Senior government sources in Eastern Europe, moreover, say that none of the new members of NATO will accede to American demands, either. That leaves Washington with two options: retreat ignominiously or escalate. This isn’t about China stealing American technology.
Huawei spends US$14 billion a year on R&D and is ahead of the US in 5G internet technology.
Even a dovish Federal Reserve can’t buoy the market. In early November, fed funds futures projected an overnight rate of nearly 3% for the end of 2019; now it’s just 2.6%. If the Fed talks dovishly, the market is more likely to ask if the Fed knows something it doesn’t, and sell stocks.
China targets stimulus to sustain housing market
Key China infrastructure and land companies turned in double-digit returns during the past four weeks on the Hong Kong H-shares market, while the aggregate indices gave ground slightly.
Infrastructure and land – especially in second- and third-tier cities –remains the most attractive sector of the H-shares market. That’s what the government wants you to buy because that’s where Beijing is putting its own money. As China tries to adjust to lower global growth and an incipient trade war with the United States, this is the most cost-efficient stimulus.
A standout is China Tower, organized last August to provide construction and maintenance of mobile phone towers. Another is CRRC, which manufactures rolling stock.
A strong performance by land companies like China Resources Land and Guangdong Investment point to a connection between spending on telecommunications and transportation infrastructure and residential real estate prices, especially in second- and third-tier cities.
It’s noteworthy that new residential property prices in first-tier cities rose by just 1.4% year-on-year as of November, while second– and third-tier cities show double-digit gains. That reflects in part improvement in the intrinsic value of the hinterlands due to better transport and telecommunications infrastructure.
The Shanghai Composite Index is down 20% year-to-date, but that has minimal impact on Chinese households, most of whose wealth is in property. It seems clear that Beijing wants to ringfence the property market and protect the wealth of Chinese households.
It’s much too early to speak of a negative wealth effect on Chinese spending – stocks comprise barely 9% of household wealth – but it’s not too early for the government to take preemptive measures.
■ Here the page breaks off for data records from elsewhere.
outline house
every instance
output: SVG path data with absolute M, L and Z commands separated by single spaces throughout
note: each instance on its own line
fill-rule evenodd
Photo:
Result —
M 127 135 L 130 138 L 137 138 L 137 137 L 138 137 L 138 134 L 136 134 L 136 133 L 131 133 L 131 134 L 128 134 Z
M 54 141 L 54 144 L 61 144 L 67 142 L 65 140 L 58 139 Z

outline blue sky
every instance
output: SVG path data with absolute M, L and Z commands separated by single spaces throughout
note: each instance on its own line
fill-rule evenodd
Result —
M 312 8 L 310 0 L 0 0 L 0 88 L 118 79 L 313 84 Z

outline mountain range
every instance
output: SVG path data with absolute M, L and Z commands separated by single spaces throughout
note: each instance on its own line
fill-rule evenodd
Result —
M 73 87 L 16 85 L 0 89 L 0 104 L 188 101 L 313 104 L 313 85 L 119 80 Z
China retail sales rose only 8.1% year-on-year in November, the weakest reading since 2003. The most likely explanation is that precautionary savings increased in response to the threat of trade war with the United States. China has one of the world’s highest personal savings rates (35% of income), probably because the country has an inadequate social safety net and individuals must save for retirement and rainy-day emergencies.
Any increase in economic uncertainty is likely to result in an increase in precautionary savings. The stampede of retail investors out of Chinese stocks in response to the prospect of a trade war probably has a parallel in caution in the retail market.
China’s leadership has responded to the risk of economic weakness by monetary stimulus and by targeted infrastructure spending. Unlike the spending boom that followed the 2008 Global Financial Crisis, the present spending plan appears directed to transport, telecommunications and other investments that will increase the value of residential property in Chinese cities.
Falling interest rates provide visible support for the property market.
US and European stocks – watch the fireworks but don’t touch
Small-cap US stocks are within 1% of a bear market after Friday’s slaughter on US exchanges. The Russell 2000 Index of small-caps is down 19% from its peak, in a dramatic reversal of the Trump trade – a bet on domestically-based, tax-sensitive companies that would benefit most directly from the corporate tax cut that went into effect in 2018.
Historically, sharp declines in small-cap stock prices have been the best indicator of US recessions. The collapse of the Russell isn’t yet predicting a US recession, but it points to a downward trajectory for growth during 2019.